Jared scratched his chin. “Do you know how hard it is to solve a truly random crime, with no eyewitnesses? If our offender was a visitor to the area, we might never narrow it down.”
“Exactly what I’m afraid of.”
Putting his pad in his coat pocket, Jared turned to leave.
“Where are you going?” Myles asked him.
“I’m meeting Linda at the Golden Griddle.”
Linda Gardiner was the other investigator Myles had assigned to the case.
“We’re hoping to come up with a list of people who used the pay phone yesterday when Pat received that call,” Jared went on.
The Golden Griddle was across the street from the bar. Anyone there would have a clear view of the pay phone—if he or she happened to look. But that restaurant only served breakfast. “It closes at one. The call came in shortly after two.”

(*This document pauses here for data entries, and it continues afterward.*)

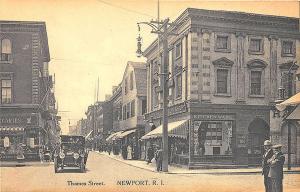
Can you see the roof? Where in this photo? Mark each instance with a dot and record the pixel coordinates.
(221, 19)
(40, 26)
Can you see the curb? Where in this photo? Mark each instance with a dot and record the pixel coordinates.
(212, 173)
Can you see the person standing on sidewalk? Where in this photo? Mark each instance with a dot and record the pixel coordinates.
(266, 166)
(276, 169)
(159, 158)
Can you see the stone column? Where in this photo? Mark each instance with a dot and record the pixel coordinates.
(273, 67)
(240, 98)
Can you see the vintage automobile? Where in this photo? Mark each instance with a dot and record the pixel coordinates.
(70, 152)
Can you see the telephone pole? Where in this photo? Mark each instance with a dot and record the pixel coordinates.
(161, 28)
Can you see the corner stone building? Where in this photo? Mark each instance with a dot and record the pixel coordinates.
(27, 102)
(234, 63)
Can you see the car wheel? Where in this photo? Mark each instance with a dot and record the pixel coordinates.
(82, 166)
(55, 166)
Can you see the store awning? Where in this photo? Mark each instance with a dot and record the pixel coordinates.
(125, 133)
(113, 136)
(89, 134)
(175, 129)
(11, 129)
(295, 115)
(294, 100)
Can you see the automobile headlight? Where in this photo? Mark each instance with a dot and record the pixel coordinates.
(61, 155)
(76, 155)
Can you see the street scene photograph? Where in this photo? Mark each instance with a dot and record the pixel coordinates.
(149, 95)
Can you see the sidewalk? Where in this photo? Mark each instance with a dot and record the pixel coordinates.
(23, 164)
(180, 170)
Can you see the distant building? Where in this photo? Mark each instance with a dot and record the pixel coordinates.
(27, 101)
(220, 104)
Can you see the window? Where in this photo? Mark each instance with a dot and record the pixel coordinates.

“True, but it takes the waitresses an hour or so to clean up. If we’re lucky, one of them saw someone at that pay phone while she was getting into her car and can at least give us a description.”
If we’re lucky. What if they weren’t?
They’d have nothing but a body.
5
Heartbroken, Vivian gaped at the screen.
“Mommy?”
She could hear her daughter calling her but Mia’s voice sounded small and tinny, as if it came through the dark tunnel of a dream. Vivian didn’t react, couldn’t react. She was frozen in time and space. It wasn’t until her daughter came up and tapped her arm that she was able to blink and look away. And then the many years of practice she’d had hiding her fear and disappointment from her children came to her rescue, and she managed to conceal her reaction to what she’d just read. “Yes?”
Mia’s eyebrows knotted. “Why wouldn’t you answer?”